Das erklärte Ziel des EIT ist es, durch die Einbeziehung von Unternehmen sowie Bildungs- und Forschungseinrichtungen Lösungen für dringliche globale Herausforderungen hervorzubringen. Wo sehen Sie den größten Handlungsbedarf?
RÜBIGDas EIT ist in acht Bereiche untergliedert: Climate, Digital, Food, Health, InnoEnergy, Raw Materials, Manufacturing und Urban Mobility – sogenannte Wissens- und Innovationsgemeinschaften. In allen dieser acht Bereiche gibt es zentrale Herausforderungen, die einen starken Einfluss auf die Gestaltung unserer Zukunft haben. Allerdings ist der Klimawandel dabei besonders hervorzuheben, weil er in allen dieser acht Bereiche eine gewichtige Rolle spielt. Hier bietet beispielsweise die Mobilität viele gute Ansätze. Um die Feinstaubbelastung zu reduzieren, ist es wichtig, den Verkehr möglichst fließend zu gestalten. Beim Bremsvorgang entstehen Millionen von Tonnen an Feinstaubpartikeln, die von den Reifen und den Bremsbelegen abgerieben werden. Wir brauchen also innovative Ampelsysteme, die für Grüne Wellen mit mehr Energieeffizienz in den Städten sorgen. Ein weiterer Aspekt sind etwa intelligente Parksysteme, sodass das Fahrzeug automatisch den nächstgelegenen Parkplatz ansteuert. Da gibt es einige Konzepte, die uns im Klimawandel ganz enorm helfen können.

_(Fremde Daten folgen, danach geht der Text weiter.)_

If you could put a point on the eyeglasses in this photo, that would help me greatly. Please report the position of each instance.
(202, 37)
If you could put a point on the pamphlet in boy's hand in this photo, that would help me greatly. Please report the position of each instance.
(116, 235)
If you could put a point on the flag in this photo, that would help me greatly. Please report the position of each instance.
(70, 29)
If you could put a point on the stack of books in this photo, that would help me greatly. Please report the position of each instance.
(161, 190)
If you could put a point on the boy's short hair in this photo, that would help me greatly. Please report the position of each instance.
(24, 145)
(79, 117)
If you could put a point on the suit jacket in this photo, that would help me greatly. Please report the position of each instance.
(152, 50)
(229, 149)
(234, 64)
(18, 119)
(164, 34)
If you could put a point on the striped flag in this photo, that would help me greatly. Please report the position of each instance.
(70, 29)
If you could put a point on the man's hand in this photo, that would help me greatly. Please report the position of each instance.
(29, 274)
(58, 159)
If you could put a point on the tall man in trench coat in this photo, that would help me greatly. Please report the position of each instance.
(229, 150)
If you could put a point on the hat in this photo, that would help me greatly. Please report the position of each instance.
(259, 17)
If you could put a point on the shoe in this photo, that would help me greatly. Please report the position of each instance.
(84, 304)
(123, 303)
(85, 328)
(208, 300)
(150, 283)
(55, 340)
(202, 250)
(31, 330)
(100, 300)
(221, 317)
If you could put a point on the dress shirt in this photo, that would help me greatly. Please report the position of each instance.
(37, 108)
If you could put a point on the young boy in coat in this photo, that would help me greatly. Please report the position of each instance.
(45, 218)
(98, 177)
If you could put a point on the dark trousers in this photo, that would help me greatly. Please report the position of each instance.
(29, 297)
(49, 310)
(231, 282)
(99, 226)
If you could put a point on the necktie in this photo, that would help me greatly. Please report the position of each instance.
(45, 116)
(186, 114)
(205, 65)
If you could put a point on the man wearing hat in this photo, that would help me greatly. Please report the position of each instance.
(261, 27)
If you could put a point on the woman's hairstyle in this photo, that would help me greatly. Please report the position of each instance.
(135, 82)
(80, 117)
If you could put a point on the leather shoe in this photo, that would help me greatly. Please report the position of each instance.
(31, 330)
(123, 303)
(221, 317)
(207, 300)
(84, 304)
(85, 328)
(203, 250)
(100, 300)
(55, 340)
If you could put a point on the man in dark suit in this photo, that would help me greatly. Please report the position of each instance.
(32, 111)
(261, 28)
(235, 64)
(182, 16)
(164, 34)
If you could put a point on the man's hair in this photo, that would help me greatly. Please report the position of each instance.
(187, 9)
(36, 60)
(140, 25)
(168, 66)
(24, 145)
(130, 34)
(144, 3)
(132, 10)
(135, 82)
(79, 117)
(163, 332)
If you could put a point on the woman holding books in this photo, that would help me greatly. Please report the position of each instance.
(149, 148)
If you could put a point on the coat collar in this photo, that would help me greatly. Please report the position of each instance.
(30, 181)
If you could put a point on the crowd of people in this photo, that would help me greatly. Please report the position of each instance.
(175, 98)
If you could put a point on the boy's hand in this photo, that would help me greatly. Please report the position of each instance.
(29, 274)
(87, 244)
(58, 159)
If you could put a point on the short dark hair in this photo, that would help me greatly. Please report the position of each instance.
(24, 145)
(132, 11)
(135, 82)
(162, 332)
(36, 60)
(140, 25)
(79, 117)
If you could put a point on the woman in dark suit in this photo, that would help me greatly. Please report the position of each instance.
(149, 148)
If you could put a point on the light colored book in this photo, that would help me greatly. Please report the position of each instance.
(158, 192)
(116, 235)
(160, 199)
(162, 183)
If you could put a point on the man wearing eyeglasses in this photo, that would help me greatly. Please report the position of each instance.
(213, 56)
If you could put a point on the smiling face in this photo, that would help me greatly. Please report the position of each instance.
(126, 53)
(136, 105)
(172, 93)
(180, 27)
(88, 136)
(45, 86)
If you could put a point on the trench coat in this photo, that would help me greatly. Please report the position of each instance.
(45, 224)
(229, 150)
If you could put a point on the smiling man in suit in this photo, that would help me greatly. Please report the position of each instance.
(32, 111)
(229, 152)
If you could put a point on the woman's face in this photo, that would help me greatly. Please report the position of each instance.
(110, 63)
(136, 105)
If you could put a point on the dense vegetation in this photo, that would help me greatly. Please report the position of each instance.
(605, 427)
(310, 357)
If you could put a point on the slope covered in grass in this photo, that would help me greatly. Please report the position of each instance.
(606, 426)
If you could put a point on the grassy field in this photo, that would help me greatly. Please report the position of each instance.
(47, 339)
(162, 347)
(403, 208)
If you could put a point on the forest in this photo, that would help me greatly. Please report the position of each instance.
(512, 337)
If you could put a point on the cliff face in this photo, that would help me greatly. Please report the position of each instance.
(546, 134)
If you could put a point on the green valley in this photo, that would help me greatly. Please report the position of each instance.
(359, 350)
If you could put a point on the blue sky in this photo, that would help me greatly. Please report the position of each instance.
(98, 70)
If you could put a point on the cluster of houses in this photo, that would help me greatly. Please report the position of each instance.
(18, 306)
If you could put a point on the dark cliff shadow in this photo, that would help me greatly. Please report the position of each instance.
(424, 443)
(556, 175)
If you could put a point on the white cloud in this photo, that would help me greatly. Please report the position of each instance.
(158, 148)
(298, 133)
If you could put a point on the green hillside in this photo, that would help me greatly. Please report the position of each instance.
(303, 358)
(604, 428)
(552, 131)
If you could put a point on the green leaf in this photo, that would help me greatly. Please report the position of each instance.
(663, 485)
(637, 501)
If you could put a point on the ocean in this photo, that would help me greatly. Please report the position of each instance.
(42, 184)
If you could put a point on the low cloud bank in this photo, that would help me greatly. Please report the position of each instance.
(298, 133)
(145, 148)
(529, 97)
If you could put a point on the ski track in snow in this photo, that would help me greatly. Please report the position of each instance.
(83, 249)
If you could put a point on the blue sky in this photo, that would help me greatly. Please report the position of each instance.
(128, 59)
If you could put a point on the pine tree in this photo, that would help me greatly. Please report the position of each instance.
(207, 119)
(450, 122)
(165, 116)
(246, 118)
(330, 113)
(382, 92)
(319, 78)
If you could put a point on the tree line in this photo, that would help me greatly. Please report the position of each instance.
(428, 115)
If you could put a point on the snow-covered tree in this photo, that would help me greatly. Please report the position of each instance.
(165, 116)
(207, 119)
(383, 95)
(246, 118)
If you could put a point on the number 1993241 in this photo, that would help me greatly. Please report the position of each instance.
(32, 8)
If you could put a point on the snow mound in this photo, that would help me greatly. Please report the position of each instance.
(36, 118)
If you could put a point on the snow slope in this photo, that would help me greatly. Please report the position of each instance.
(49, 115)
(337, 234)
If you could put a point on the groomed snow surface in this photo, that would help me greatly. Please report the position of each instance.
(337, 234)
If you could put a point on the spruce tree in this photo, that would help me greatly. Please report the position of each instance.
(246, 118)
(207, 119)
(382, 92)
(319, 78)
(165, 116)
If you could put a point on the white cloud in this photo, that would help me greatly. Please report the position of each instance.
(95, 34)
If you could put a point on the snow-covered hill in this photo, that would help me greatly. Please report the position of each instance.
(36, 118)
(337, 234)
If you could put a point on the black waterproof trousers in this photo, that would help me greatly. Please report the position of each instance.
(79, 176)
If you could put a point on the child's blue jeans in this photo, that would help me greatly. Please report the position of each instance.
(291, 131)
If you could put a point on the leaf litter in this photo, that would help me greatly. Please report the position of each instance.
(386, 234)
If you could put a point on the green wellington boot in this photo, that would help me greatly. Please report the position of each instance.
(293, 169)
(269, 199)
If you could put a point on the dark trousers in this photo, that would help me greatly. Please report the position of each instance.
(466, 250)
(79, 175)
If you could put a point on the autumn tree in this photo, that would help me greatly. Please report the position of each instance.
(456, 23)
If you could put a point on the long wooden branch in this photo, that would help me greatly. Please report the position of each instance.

Welche Position kann Österreich im Kampf gegen den Klimawandel einnehmen?
RÜBIGEinen großen Hebel gibt es auch bei den Rohmaterialien und der Energie. Wir importieren derzeit ungefähr 200 Milliarden Euro an Rohmaterialien und 400 Milliarden Euro an fossiler Energie in die EU. Es gibt durchaus Möglichkeiten, einige dieser Ressourcen selbst zu produzieren. Das sind Größenordnungen, die auch die Zahlungsbilanzen der EU enorm entlasten würden. In diesem Bereich kann Österreich eine entscheidende Rolle spielen. In Österreich gibt es besonders im Bereich der Energiespeicherung enormes Potential – speziell bei der Wasserkraft! Hier könnte und muss sich das Land in Zukunft noch stärker profilieren. Deshalb lautet mein Ruf an die Regierung: grünes Licht für Speicherenergie!
Welchen Stellenwert haben Forschung und Innovation in der EU? Immerhin hat sich der Europäische Rat für Kürzungen ausgesprochen …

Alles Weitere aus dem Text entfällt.